La doublette Skjelmose – Ciccone mènera l’équipe Lidl ce dimanche. L’Italien avait pris la deuxième place ici même derrière Pogacar l’année passée, pendant que Skjelmose terminait au sein du peloton de chasse. Le Danois a encore prouvé sa grande forme sur l’Amstel Gold Race la semaine dernière, seulement battu au sprint par Evenepoel.
Il reste cependant difficile d’imaginer un scénario où l’un des deux parviendrait à bousculer la hiérarchie qui se dessine avec les trois grands favoris. Aucun d’eux ne semble en mesure de rivaliser à la pédale dans La Redoute. De plus, ils ne possèdent pas les mêmes qualités de rouleurs que Pogacar, Seixas ou Evenepoel pour espérer rentrer sur eux dans le final.
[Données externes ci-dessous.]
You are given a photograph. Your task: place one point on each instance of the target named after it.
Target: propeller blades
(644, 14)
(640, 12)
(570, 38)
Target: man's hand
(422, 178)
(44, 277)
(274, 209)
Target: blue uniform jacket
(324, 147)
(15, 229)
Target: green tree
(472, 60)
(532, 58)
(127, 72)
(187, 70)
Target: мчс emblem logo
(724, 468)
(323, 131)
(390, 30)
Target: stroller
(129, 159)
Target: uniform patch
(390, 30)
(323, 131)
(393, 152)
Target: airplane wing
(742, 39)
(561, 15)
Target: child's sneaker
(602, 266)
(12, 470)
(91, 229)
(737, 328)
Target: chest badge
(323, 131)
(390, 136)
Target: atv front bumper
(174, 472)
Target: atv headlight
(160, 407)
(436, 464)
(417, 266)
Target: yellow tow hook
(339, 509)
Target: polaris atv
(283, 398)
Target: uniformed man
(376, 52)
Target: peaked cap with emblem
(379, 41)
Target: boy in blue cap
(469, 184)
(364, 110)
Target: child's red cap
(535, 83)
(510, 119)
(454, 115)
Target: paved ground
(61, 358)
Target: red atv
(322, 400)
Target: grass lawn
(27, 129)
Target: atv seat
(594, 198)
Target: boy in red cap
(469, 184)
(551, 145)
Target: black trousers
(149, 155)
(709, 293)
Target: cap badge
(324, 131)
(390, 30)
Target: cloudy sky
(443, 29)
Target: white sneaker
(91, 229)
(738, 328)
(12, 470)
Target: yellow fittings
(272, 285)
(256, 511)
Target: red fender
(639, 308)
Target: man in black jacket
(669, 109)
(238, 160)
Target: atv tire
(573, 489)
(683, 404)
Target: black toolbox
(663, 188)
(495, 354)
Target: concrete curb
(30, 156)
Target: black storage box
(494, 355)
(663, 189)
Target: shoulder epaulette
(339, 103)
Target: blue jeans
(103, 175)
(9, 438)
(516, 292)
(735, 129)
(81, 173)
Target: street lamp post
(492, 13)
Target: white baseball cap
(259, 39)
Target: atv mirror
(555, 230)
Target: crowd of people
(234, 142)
Malgré sa victoire d’étape sur le Tour des Alpes, Pidcock n’a pas été rassurant dans les ascensions. De retour de blessure, il semble qu’il sera trop juste pour jouer les premiers rôles dimanche. C’est vraiment dommage, tant il semblait fort en ce début de saison. Un Pidcock en pleine forme aurait peut-être eu son mot à dire dans la bataille pour le podium.
Mes Choix
Pogacar, Evenepoel et Seixas arrivent tous les trois sur Liège-Bastogne-Liège dans une forme excellente. Sauf incident de course, il n’y aura aucune excuse et chacun devrait être à sa place. C’est une opposition qui s’annonce passionnante sur le papier, même si elle pourrait rendre la lutte pour le podium assez prévisible. Si ces trois coureurs performent au niveau attendu, il y a de grandes chances qu’ils trustent les trois premières marches.
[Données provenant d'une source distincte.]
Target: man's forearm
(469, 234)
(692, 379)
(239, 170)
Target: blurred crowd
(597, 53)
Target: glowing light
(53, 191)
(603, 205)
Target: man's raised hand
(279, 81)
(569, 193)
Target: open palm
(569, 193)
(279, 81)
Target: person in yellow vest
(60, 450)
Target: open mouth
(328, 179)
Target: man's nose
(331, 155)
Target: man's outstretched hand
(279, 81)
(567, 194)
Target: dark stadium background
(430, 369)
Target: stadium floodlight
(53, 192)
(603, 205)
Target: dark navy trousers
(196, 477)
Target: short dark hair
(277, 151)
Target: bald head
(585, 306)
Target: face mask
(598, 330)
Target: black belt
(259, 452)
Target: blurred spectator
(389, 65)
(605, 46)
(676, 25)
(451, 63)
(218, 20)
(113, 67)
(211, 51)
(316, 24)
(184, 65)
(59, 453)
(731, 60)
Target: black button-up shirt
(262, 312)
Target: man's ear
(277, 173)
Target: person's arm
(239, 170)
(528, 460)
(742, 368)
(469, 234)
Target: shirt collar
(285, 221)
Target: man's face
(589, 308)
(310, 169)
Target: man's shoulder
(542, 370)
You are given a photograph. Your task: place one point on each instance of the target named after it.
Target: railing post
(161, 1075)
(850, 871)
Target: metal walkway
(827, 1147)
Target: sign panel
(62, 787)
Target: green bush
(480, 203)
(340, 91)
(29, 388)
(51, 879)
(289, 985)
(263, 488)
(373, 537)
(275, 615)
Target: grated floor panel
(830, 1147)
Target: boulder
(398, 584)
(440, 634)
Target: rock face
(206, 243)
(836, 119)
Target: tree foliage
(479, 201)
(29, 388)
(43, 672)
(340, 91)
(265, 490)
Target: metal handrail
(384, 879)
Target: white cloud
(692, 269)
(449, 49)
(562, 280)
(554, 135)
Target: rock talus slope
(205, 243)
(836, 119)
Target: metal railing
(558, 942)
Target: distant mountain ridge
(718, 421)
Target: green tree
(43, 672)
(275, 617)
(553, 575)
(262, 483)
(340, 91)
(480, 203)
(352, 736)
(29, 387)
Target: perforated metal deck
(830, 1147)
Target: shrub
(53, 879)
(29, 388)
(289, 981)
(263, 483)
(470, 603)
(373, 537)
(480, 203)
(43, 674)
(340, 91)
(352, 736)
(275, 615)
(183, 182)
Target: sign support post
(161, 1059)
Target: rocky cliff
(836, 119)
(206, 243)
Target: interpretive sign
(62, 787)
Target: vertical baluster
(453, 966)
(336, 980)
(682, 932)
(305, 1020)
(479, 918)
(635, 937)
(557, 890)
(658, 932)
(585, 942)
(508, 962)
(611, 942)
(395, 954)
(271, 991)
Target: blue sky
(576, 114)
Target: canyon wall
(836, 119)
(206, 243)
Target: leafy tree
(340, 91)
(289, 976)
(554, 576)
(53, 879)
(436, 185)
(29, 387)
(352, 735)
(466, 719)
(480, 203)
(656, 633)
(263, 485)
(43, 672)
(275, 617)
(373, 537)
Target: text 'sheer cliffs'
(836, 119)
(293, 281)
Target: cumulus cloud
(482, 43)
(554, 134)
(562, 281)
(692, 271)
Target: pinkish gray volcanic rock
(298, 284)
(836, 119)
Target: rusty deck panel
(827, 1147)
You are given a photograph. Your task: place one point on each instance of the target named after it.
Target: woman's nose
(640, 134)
Pogacar reste l’immense favori et devrait, une nouvelle fois, parvenir à s’imposer en solitaire. Je ne pense pas qu’Evenepoel parviendra à le suivre dans La Redoute, mais je suis moins catégorique concernant Seixas. Si le Français réussit à accrocher sa roue à cet endroit, je l’imagine tout de même finir par céder au plus tard dans La Roche-aux-Faucons.
Derrière, Evenepoel ne lâchera absolument rien jusqu’au bout cette fois-ci. Je pense qu’il sera même en mesure de reprendre le Français dans le final pour aller chercher la deuxième place lors d’un sprint à deux.
J’ai gardé une liste de favoris assez restreinte, et j’aurais même pu me contenter des trois premiers cités. Malgré tout, il reste d’autres noms intéressants qui peuvent espérer accrocher une place dans les cinq premiers, notamment Schmid ou Grégoire.
Le problème avec les courses qui explosent sous les attaques de Pogacar ou d’Evenepoel, c’est que des hommes parviennent souvent à s’extirper d’un gros groupe de contre sans être pris en chasse. Tout cela rend le scénario assez difficile à lire derrière les intouchables.